On Saturday December 6th, members of the community dropped into Kurilpa Hall in Boundary Street West End to share their thoughts on the Kurilpa Master Plan.
The event was hosted by the Kuripla Futures Campaign Group (KFCG).
The KFCG is a network of Brisbane residents, community organisations and political organisations campaigning for community sensitive alternatives to the currently proposed Brisbane City Council’s Kurilpa Master Plan. The group considers that the current draft plan “..proposes sizable population growth but doesn’t add the necessary ingredients to ensure the basic needs of new, and existing residents, are met.”
The KFCG has set out its alternative vision on its website:
“Future Kurilpa would stretch along the banks of the Brisbane River between the cultural hubs of South Brisbane and West End, providing attractive space for entertainment, tourism and inner city living”.
KFCG members, Tim Quinn, Pam Bourke, Cate Paull, Helen Abrahams, Phil Heywood, Phil Vanderezeil and George Kassos set up information stands throughout the hall that were themed around: Heritage, History & Character, Parks and Green Space, Biodiveristy, Density and Height, and People, Community and Facilities.
Over 100 participants attended over the course of the three hour event. They were able to visit each information stand, ask questions, and vote on the issues of most concern to them.
Density, building height and green space emerged as the issues of greatest concern.
A sample of participant comments are below. The full set of responses can be found on the KFCG’s web site:
- “As an early childhood educator, I recognise the high importance of nature in the lives of young children. The more green space which disappears, the more butterflies, birds, wild plants and animals are lost. Keep diversity in Brisbane.”

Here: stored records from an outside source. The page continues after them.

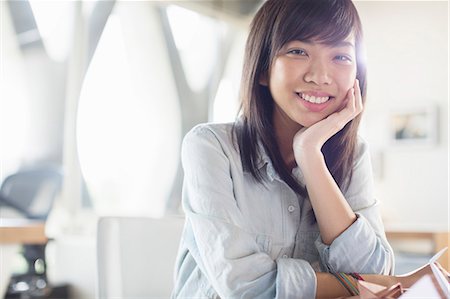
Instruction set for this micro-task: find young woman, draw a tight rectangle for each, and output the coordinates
[173,0,446,299]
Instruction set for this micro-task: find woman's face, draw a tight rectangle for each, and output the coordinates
[261,36,356,127]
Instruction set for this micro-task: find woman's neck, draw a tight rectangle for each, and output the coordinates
[273,108,302,170]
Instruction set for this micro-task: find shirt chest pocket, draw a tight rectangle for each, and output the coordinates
[297,231,319,262]
[256,235,283,260]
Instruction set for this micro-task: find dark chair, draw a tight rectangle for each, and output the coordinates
[0,166,63,298]
[0,166,63,220]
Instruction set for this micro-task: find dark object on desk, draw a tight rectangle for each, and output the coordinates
[5,277,70,299]
[0,166,63,299]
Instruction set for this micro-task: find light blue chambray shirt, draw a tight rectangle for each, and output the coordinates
[172,123,394,299]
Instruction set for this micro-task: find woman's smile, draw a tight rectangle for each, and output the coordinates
[295,92,334,112]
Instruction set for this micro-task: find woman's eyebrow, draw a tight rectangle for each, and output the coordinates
[331,41,355,48]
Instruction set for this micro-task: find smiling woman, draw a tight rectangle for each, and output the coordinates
[173,0,445,299]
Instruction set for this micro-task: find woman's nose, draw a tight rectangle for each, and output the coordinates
[304,61,331,85]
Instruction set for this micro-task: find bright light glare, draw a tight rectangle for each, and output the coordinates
[77,6,181,216]
[29,0,74,61]
[167,5,223,91]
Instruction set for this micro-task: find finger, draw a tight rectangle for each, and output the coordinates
[434,262,450,281]
[354,79,364,114]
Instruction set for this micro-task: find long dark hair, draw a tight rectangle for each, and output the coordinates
[233,0,366,196]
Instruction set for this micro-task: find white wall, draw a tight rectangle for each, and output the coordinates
[356,1,449,230]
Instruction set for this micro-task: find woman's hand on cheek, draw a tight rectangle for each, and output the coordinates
[293,80,363,165]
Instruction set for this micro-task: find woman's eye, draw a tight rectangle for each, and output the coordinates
[334,55,352,62]
[288,49,308,56]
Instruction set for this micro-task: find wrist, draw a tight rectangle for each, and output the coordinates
[294,148,325,170]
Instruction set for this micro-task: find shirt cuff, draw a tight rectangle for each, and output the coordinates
[315,214,379,272]
[276,258,317,299]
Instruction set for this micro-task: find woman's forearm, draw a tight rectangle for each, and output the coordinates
[300,150,356,245]
[316,272,400,299]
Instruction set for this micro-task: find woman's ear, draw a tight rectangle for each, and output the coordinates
[259,73,269,86]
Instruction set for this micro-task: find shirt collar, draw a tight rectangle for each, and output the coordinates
[257,140,281,182]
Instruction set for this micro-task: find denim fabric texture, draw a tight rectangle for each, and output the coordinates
[172,123,394,299]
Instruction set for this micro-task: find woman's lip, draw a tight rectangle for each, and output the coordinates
[297,90,332,97]
[297,93,334,112]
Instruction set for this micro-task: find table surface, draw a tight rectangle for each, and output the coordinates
[0,218,48,244]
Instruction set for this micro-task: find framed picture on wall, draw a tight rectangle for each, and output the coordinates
[389,104,439,145]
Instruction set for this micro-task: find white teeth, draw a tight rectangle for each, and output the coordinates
[302,94,330,104]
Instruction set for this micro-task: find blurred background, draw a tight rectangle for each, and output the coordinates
[0,0,449,298]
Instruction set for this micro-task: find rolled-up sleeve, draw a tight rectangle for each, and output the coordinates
[315,139,394,274]
[178,127,316,299]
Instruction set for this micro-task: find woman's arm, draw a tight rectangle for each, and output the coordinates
[177,126,316,299]
[316,264,450,299]
[294,82,393,274]
[293,80,362,245]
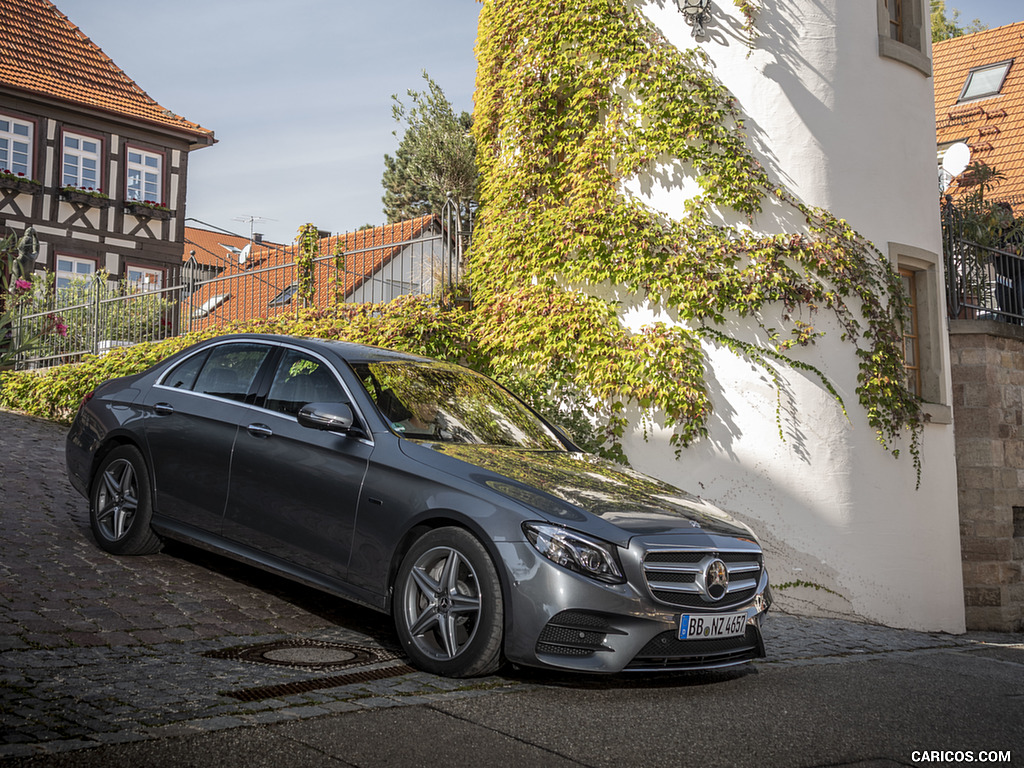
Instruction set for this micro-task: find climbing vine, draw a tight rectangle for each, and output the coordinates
[295,223,321,307]
[471,0,921,476]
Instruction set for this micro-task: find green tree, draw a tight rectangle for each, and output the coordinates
[381,72,479,223]
[932,0,988,43]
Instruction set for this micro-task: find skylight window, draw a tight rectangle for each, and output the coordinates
[957,59,1014,101]
[268,283,299,306]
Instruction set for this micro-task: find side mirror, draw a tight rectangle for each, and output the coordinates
[298,402,355,434]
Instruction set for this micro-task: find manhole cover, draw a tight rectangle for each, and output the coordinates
[261,645,356,667]
[203,638,400,670]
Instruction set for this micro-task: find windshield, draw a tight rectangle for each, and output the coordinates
[352,360,565,451]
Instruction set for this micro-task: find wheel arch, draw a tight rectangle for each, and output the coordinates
[385,518,512,646]
[87,432,149,503]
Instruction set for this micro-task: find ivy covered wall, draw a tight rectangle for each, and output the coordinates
[472,0,920,468]
[471,0,964,632]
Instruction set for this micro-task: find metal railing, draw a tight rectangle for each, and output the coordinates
[12,206,468,369]
[942,198,1024,325]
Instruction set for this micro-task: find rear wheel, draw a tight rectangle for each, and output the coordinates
[89,445,160,555]
[394,527,505,677]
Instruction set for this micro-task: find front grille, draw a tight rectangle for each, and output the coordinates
[626,627,764,672]
[643,550,763,610]
[537,610,626,656]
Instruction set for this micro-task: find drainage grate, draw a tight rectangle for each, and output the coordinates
[203,638,400,671]
[220,664,416,701]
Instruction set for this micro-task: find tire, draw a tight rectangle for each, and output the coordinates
[394,527,505,677]
[89,445,161,555]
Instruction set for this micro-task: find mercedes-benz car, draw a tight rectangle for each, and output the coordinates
[67,335,771,677]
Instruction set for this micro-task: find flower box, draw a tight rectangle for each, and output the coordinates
[60,186,114,208]
[125,200,176,220]
[0,173,43,195]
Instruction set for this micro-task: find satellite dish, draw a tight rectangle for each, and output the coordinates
[939,141,971,193]
[942,141,971,176]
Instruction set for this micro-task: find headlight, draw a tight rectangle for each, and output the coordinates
[522,522,626,584]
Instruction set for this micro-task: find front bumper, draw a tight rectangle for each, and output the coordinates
[499,543,772,674]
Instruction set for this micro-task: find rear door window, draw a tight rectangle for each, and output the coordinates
[193,344,270,402]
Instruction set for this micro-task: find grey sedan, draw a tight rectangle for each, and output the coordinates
[67,335,771,677]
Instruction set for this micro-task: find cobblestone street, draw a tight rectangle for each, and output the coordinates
[0,412,1024,758]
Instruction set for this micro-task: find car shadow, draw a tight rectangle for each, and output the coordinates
[163,540,398,649]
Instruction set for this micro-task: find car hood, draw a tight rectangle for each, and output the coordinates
[403,442,754,546]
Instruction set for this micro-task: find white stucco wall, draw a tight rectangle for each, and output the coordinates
[627,0,964,632]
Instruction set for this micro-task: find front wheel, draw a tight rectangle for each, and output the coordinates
[89,445,160,555]
[394,527,505,677]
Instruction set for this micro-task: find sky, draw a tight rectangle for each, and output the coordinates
[54,0,480,243]
[54,0,1024,243]
[946,0,1024,30]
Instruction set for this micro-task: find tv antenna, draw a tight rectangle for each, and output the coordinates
[231,215,278,243]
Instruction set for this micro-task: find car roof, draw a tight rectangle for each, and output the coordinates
[211,334,431,362]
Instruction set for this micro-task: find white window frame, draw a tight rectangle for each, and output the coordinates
[60,132,103,191]
[956,58,1014,103]
[125,264,164,293]
[125,146,164,206]
[876,0,932,77]
[0,115,36,179]
[889,243,952,424]
[53,260,96,291]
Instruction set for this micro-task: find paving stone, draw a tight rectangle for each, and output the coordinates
[0,411,1024,758]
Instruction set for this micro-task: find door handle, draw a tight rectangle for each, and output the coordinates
[246,424,273,438]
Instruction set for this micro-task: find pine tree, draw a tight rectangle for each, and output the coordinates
[381,72,479,223]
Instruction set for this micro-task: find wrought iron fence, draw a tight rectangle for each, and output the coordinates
[12,205,469,369]
[942,199,1024,325]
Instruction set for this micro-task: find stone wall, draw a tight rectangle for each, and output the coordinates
[949,321,1024,632]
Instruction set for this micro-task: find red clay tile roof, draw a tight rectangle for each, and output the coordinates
[182,216,440,330]
[0,0,213,144]
[181,226,278,269]
[932,22,1024,212]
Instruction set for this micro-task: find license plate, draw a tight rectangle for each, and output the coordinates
[679,611,746,640]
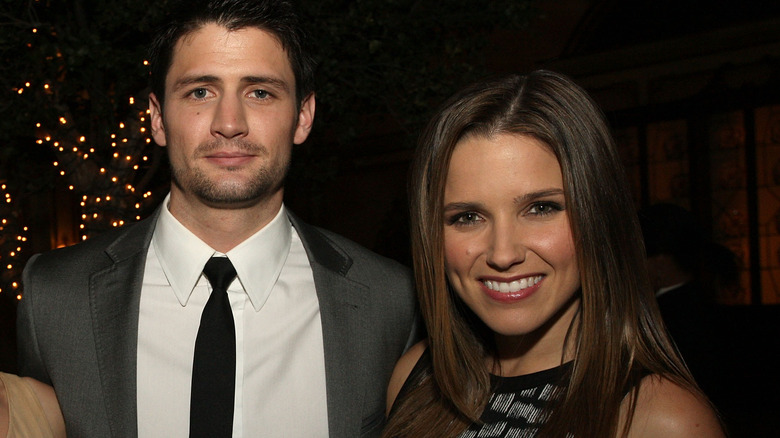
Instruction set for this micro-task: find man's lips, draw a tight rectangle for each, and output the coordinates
[204,152,256,167]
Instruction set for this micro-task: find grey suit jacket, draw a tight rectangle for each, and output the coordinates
[17,212,418,438]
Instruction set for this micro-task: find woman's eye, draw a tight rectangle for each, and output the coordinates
[449,212,480,225]
[528,202,563,216]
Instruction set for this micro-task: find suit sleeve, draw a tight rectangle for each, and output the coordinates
[16,254,51,384]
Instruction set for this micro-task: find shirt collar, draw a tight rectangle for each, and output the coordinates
[152,194,292,311]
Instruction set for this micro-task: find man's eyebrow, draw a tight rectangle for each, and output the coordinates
[241,76,290,93]
[173,75,221,90]
[173,75,290,93]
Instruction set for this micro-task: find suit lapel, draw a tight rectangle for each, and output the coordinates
[290,214,367,436]
[89,210,159,437]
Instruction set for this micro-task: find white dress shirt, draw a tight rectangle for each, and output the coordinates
[137,198,328,438]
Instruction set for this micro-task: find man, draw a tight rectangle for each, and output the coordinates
[639,202,720,398]
[18,0,416,437]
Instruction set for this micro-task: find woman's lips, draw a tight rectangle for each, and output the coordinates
[480,275,544,303]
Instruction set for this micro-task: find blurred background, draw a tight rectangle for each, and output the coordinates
[0,0,780,437]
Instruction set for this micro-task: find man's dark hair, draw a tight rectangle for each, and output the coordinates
[149,0,315,106]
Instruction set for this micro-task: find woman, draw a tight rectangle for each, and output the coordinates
[384,71,724,438]
[0,373,65,438]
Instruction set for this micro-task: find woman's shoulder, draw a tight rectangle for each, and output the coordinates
[387,340,428,413]
[628,375,726,438]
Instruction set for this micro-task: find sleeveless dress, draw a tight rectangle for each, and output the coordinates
[0,373,54,438]
[390,349,571,438]
[459,363,571,438]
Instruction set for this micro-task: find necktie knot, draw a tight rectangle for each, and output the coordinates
[203,257,236,292]
[190,257,236,438]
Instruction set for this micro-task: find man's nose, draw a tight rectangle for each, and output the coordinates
[211,95,249,139]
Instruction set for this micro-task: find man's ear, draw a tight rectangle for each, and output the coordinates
[149,93,167,146]
[293,93,316,144]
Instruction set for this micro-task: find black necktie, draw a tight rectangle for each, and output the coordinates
[190,257,236,438]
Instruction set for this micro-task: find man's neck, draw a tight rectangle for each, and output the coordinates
[166,188,282,253]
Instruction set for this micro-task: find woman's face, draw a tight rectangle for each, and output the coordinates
[444,134,580,357]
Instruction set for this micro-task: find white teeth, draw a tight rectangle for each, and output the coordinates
[482,275,543,293]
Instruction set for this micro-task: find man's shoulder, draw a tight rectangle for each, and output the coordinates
[28,219,155,271]
[293,218,411,278]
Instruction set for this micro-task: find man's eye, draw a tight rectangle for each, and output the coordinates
[252,90,269,99]
[192,88,209,99]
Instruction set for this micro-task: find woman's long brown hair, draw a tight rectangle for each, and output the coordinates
[384,71,700,438]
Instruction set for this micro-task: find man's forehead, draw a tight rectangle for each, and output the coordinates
[167,23,295,87]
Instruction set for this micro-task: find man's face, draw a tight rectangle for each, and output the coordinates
[150,24,314,208]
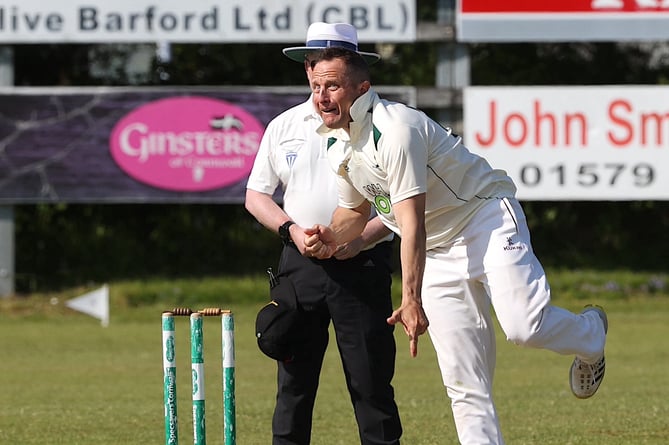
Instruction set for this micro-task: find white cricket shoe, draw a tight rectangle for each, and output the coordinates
[569,306,609,399]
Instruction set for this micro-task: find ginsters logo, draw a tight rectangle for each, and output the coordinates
[504,236,525,251]
[110,96,263,192]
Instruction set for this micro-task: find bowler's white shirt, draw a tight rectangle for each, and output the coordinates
[318,89,516,249]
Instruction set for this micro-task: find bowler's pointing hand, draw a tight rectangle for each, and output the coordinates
[386,300,430,357]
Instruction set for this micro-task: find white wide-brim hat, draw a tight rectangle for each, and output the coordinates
[283,22,381,65]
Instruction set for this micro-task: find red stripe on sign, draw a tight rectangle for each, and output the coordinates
[460,0,669,13]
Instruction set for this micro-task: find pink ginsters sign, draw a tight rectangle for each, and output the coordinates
[110,96,264,192]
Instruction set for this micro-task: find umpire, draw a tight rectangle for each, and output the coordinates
[246,23,402,445]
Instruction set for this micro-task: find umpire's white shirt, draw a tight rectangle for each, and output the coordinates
[246,98,337,227]
[318,89,516,249]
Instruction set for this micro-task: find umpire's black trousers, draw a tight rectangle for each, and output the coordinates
[272,242,402,445]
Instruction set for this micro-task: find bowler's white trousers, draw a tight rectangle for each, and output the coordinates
[422,199,606,445]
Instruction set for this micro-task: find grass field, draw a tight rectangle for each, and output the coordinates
[0,276,669,445]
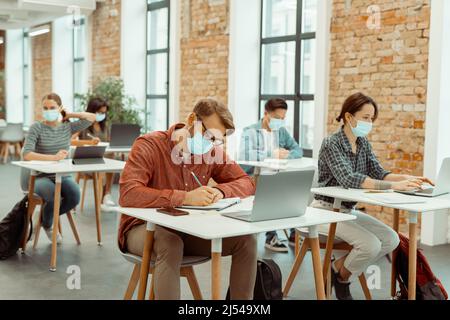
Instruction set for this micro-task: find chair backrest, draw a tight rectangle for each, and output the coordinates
[0,123,25,142]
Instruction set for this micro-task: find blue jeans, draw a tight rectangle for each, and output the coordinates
[266,229,295,241]
[34,176,80,229]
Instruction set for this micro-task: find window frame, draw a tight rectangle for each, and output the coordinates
[143,0,171,132]
[258,0,320,158]
[72,17,86,112]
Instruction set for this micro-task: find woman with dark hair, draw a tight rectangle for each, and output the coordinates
[312,93,432,300]
[22,93,95,243]
[72,98,115,211]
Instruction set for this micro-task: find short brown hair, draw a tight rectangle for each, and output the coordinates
[41,93,62,107]
[194,99,235,131]
[265,98,288,112]
[336,92,378,122]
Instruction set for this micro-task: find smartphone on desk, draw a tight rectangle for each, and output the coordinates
[156,208,189,217]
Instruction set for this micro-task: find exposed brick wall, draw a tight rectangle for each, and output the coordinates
[0,31,5,119]
[327,0,430,235]
[180,0,229,121]
[31,28,52,121]
[91,0,121,86]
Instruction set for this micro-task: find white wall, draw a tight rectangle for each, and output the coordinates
[421,0,450,245]
[120,1,147,116]
[52,16,73,110]
[5,29,23,123]
[228,0,261,128]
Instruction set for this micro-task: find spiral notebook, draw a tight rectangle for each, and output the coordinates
[179,198,241,210]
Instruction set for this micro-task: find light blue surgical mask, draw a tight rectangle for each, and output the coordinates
[95,113,106,122]
[187,132,213,155]
[269,118,286,130]
[42,110,59,122]
[350,120,373,138]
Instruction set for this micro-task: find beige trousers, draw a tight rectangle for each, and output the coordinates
[126,225,257,300]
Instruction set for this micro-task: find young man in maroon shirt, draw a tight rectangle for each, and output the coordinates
[119,99,257,300]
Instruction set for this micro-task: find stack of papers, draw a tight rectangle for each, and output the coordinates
[180,198,241,210]
[365,192,427,204]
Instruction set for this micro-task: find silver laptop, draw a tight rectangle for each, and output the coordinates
[397,158,450,198]
[222,170,314,222]
[109,123,141,148]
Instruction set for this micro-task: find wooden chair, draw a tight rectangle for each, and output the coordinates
[27,195,81,251]
[283,230,372,300]
[121,252,210,300]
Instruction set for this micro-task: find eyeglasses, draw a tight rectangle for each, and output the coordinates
[202,122,225,147]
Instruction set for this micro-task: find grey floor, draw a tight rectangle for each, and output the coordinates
[0,164,450,300]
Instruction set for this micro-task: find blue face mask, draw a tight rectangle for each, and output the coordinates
[42,110,59,122]
[187,132,213,155]
[95,113,106,122]
[350,121,373,138]
[269,118,286,130]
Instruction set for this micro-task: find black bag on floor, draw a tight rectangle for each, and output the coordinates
[226,259,283,300]
[0,196,32,260]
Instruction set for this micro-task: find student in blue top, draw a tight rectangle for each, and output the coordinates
[240,99,303,252]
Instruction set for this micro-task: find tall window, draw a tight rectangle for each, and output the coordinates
[147,0,170,132]
[73,18,87,111]
[259,0,318,156]
[22,29,33,128]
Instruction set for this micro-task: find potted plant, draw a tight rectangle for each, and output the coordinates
[75,77,142,126]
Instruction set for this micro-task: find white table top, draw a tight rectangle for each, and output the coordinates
[12,159,125,174]
[311,187,450,213]
[117,197,356,240]
[237,158,317,171]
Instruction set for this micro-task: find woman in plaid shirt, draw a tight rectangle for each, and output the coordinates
[312,93,432,300]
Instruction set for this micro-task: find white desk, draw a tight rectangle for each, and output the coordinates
[237,158,317,171]
[117,197,355,300]
[311,187,450,300]
[12,159,125,271]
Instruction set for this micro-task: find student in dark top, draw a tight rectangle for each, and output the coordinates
[312,93,432,300]
[72,98,115,211]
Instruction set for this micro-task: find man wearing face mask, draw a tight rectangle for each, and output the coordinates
[240,99,303,252]
[119,99,257,300]
[311,93,432,300]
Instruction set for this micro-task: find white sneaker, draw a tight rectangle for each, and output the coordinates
[44,228,62,244]
[103,194,116,207]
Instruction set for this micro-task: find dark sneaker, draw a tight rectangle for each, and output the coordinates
[265,236,288,252]
[331,268,353,300]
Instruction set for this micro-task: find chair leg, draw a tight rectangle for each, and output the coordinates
[148,272,155,300]
[67,212,81,245]
[3,142,9,163]
[183,267,203,300]
[33,205,44,250]
[358,272,372,300]
[123,264,141,300]
[80,176,87,212]
[283,238,309,297]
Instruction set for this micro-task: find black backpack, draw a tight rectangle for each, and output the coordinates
[226,259,283,300]
[0,196,32,260]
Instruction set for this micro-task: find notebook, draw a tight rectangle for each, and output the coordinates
[365,192,427,204]
[180,198,241,210]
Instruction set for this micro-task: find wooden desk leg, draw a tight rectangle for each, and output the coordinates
[408,212,418,300]
[211,239,222,300]
[391,209,400,298]
[21,171,36,254]
[94,172,102,246]
[138,222,155,300]
[50,174,62,272]
[309,227,326,300]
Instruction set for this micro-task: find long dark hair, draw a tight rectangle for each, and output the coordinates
[86,98,109,132]
[336,92,378,122]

- “As a teacher my concern is about the loss of educational facilities. I work in a state education facility which is overcrowded and this is not good for our students. This will happen to West End. One primary school and one high school will not be enough! Poor, poor planning.”
- “Brisbane is the most bio diverse city in Australia. So why doesn’t this plan mention environmental protection, biodiversity or climate change? A wasted opportunity.”
- “A ridiculous lack of planning integrity and foresight. What legacy does this leave? What quality of life will this provide? Go back to good practical planning principles and lessons learned internationally when planning for healthy liveable cities.”
Over the next few weeks the KFCG plans to approach Brisbane City Council and the Lord Mayor to seek responses to community questions and concerns.